Die drei klaren Therapie-Companion-Anwendungsfälle
1. Während der Wartezeit auf einen Therapieplatz
Deutschland hat mit die längsten Therapie-Wartelisten Europas - im Schnitt 142 Tage vom Erstantrag bis zur ersten Sitzung (Bundespsychotherapeutenkammer, 2024). Andere europäische Länder sind nicht viel besser. Für die wartende Person ist diese Phase oft die schlimmste: du hast entschieden, dass du Hilfe brauchst, du kannst sie noch nicht bekommen, und es gibt keine Struktur.
Was InnerPulse bietet:
- Täglicher Mood-Score (10 Sekunden) gibt jedem Tag Struktur. Zu loggen "ich war heute bei 4/10" ist selbst ein kleiner Reflexionsakt.
- Wöchentlicher PHQ-9/GAD-7 erzeugt eine Symptom-Schwere-Baseline.
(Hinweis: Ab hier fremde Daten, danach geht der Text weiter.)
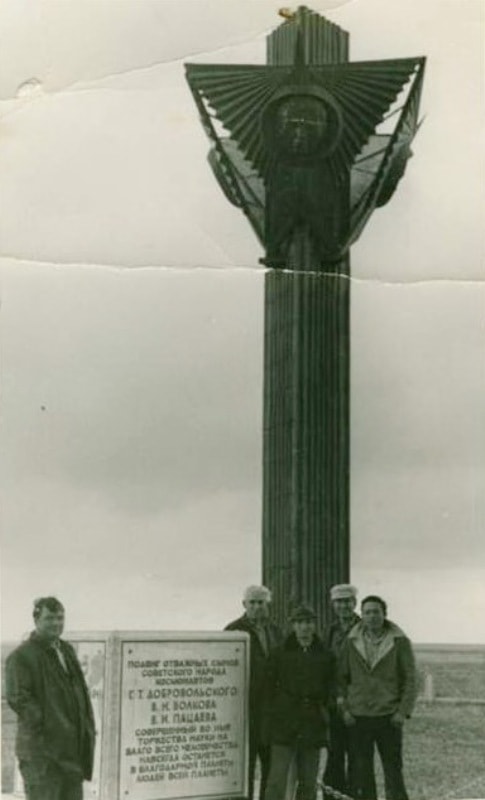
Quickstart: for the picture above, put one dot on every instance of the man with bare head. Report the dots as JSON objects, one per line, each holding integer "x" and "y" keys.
{"x": 45, "y": 687}
{"x": 264, "y": 637}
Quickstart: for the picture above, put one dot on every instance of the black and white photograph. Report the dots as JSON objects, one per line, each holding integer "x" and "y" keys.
{"x": 242, "y": 370}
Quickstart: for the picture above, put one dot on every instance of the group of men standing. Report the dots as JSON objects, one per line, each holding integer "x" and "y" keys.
{"x": 349, "y": 691}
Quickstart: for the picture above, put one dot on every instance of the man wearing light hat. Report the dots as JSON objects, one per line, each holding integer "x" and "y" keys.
{"x": 338, "y": 769}
{"x": 300, "y": 681}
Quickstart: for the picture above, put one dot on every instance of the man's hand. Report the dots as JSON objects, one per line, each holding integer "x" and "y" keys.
{"x": 348, "y": 718}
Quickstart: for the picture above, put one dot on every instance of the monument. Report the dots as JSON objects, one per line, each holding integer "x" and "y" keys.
{"x": 307, "y": 146}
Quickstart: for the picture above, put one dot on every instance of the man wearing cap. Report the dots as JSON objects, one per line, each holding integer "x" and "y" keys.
{"x": 300, "y": 681}
{"x": 377, "y": 692}
{"x": 339, "y": 763}
{"x": 264, "y": 637}
{"x": 45, "y": 687}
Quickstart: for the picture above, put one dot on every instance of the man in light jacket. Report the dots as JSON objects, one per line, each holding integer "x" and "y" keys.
{"x": 377, "y": 692}
{"x": 264, "y": 636}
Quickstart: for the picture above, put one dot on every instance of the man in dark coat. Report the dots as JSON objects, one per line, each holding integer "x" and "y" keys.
{"x": 45, "y": 687}
{"x": 264, "y": 637}
{"x": 300, "y": 683}
{"x": 339, "y": 764}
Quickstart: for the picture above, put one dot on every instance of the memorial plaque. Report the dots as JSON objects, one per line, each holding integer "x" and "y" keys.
{"x": 183, "y": 722}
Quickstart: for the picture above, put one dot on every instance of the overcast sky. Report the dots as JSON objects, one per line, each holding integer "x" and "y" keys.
{"x": 132, "y": 324}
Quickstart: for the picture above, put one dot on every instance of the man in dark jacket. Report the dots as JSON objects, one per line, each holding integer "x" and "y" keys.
{"x": 45, "y": 687}
{"x": 338, "y": 768}
{"x": 300, "y": 682}
{"x": 377, "y": 692}
{"x": 264, "y": 636}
Wenn der Therapieplatz frei wird, gehst du mit drei Monaten wöchentlicher Scores rein statt mit einem vagen "mir ging's schlecht".
- Faktor-Korrelation beginnt, Fragen zu beantworten. Ist Schlaf der größte Hebel? Arbeitsstress? Sozialkontakt? Bis zur ersten Sitzung hast du bereits Hypothesen, die du prüfen lassen kannst.
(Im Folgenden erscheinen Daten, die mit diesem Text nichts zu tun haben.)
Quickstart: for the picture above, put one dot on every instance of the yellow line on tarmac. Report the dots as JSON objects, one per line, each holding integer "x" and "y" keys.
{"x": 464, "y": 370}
2. Während der aktiven Therapie
Gute Therapie ist endlich - meist 12-50 Sitzungen über 6-24 Monate, je nach Verfahren und Schwere. Zwischen den Sitzungen passiert der meiste echte Wandel - und auch der meiste Rückfall. InnerPulse ist für Zwischen-den-Sitzungen:
- Symptom-Tracking zwischen Sitzungen. Deine Therapeutin kann dich bitten, auf bestimmte Symptome oder Situationen zu achten, und du hast ein Werkzeug, um sie systematisch zu erfassen.
- Hausaufgaben-Verbindlichkeit. Wenn deine Therapeutin eine ACT-Übung, eine Liste zur Verhaltensaktivierung oder ein Schlafhygiene-Protokoll aufgegeben hat - Faktoren tracken, ob du es tatsächlich gemacht hast, und der Stimmungs-Trend zeigt, ob es geholfen hat.
- Trend-Zusammenfassungen für Folgetermine. Jede Sitzung ist produktiver, wenn sie mit "hier der PHQ-9-Verlauf seit letztem Mal" beginnt statt mit "wie ging's Ihnen?"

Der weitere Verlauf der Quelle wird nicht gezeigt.